The FBI, the United States Secret Service, and the Department of Homeland Security have joined forces to mitigate the growing threat of e-skimming attacks.
Halpern: The FBI, the United States Secret Service, and the Department of Homeland Security have joined forces to mitigate the growing threat of e-skimming attacks.
E-skimming happens when a cyber criminal injects malicious code into a website to steal customer payment information and personally identifiable information, or PII, in real time.
Acting Assistant Chief of the FBI’s Cyber Engagement and Intelligence Section L.T. Chu…
L.T. Chu: The compromises occur directly through the company’s website, through its third-party payment vendor.

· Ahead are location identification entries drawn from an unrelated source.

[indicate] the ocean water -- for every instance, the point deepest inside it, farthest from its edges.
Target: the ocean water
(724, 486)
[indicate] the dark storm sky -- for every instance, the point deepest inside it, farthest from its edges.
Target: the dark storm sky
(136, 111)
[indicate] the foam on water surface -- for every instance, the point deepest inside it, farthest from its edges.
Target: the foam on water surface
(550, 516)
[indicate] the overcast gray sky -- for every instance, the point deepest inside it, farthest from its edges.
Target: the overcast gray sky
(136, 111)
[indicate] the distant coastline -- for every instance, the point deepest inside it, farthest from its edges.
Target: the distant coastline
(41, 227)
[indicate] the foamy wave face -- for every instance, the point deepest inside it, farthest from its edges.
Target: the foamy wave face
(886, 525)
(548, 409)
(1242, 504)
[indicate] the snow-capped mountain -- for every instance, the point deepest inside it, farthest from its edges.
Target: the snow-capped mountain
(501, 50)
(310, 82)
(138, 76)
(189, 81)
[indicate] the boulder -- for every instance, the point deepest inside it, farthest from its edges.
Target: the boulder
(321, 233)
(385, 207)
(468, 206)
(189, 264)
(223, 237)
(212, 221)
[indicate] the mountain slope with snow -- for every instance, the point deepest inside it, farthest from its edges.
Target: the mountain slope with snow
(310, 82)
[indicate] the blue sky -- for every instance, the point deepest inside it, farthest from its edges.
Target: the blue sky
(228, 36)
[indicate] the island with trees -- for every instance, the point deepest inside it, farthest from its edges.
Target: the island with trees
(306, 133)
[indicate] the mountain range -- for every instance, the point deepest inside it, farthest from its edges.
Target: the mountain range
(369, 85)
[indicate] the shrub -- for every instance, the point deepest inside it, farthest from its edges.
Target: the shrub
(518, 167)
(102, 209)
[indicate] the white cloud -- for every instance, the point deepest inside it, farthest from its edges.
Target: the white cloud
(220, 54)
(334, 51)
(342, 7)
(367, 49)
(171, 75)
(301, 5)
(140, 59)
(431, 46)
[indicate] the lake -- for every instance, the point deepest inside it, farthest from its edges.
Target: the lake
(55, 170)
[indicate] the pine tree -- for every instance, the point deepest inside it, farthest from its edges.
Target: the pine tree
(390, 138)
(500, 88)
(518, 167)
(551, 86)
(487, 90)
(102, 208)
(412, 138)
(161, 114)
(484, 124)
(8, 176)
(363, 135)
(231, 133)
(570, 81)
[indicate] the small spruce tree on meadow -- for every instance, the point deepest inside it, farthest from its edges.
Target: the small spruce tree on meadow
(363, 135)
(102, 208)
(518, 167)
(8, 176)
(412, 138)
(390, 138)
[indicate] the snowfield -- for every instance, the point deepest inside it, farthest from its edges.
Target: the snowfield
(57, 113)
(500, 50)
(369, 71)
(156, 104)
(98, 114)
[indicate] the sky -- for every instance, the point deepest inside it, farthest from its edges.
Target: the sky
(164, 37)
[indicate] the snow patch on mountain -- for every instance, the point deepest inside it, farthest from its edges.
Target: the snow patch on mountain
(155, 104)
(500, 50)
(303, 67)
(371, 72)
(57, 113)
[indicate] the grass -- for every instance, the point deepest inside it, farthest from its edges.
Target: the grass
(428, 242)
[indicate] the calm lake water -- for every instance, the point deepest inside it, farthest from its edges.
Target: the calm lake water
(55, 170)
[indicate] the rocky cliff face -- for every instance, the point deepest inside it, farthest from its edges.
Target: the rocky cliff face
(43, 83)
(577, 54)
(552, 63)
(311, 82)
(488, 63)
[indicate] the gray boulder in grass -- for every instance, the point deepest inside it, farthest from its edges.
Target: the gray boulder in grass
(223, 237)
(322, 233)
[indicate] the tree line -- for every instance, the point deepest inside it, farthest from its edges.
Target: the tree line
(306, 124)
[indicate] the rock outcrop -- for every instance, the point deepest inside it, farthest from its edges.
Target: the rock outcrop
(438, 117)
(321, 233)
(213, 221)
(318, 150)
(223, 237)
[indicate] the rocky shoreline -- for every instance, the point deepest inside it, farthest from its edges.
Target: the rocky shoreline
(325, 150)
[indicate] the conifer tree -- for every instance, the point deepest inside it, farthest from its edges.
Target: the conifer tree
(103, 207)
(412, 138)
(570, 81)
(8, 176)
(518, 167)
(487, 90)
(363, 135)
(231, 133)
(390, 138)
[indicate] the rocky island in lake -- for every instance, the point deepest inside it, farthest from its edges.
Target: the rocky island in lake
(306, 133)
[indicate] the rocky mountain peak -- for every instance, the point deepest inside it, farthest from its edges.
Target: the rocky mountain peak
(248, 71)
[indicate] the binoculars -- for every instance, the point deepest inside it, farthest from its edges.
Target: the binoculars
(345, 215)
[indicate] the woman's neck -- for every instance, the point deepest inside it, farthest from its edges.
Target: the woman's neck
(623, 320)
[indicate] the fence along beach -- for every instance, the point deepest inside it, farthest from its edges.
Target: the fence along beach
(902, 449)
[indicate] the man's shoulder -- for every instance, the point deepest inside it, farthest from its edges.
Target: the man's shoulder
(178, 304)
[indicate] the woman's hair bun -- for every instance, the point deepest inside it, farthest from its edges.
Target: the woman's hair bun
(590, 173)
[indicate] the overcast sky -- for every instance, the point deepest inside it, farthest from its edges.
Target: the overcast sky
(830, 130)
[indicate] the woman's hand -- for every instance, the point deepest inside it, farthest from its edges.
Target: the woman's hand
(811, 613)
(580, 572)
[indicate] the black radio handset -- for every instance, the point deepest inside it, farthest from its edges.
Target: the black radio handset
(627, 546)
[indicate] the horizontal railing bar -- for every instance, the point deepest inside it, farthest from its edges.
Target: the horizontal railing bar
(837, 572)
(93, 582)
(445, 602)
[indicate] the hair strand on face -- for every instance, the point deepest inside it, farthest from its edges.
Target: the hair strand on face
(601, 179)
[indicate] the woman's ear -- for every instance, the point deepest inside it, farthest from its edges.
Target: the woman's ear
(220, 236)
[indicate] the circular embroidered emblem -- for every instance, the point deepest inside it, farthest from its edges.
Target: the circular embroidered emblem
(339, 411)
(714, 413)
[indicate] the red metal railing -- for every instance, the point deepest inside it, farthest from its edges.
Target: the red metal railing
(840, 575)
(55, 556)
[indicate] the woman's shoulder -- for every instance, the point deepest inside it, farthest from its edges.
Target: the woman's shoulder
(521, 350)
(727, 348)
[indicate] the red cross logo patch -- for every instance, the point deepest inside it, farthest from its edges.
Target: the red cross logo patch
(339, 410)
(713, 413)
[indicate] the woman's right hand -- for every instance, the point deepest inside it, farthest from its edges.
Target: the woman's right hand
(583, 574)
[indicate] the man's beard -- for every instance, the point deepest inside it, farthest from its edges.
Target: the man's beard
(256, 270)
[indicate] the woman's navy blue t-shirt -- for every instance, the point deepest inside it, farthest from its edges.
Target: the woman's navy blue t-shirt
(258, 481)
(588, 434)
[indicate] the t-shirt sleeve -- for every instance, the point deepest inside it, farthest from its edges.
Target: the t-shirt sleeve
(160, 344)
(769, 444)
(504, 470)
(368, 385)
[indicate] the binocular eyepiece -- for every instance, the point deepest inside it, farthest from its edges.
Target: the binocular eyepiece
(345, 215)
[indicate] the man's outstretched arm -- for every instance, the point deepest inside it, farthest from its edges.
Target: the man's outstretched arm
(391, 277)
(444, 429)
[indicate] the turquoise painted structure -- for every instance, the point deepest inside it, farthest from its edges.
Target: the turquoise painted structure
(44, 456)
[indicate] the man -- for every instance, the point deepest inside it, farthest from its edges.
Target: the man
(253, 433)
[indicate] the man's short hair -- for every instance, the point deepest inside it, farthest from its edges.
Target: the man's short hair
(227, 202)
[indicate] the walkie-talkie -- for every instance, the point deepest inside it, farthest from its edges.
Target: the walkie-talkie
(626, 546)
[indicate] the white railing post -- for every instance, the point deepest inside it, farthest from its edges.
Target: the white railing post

And, and cyber criminals use phishing emails, default, or stolen employee credentials to gain access into the system itself.
Halpern: The FBI and its partners are engaging with e-commerce companies across the country to help them minimize the risk of attacks.
Chu says basic cyber hygiene is a must for these companies.
L.T. Chu: Actively scan and monitor web applications for unauthorized access, conduct network penetration tests on a regular basis, strengthen your credentials requirements, and implement multi-factor authentication, things like that–just to make it harder for the bad guys to get in.
Halpern: Have a cyber incident response plan in place. Report e-skimming attacks at ic3.gov. With FBI, This Week, I’m Mollie Halpern of the Bureau.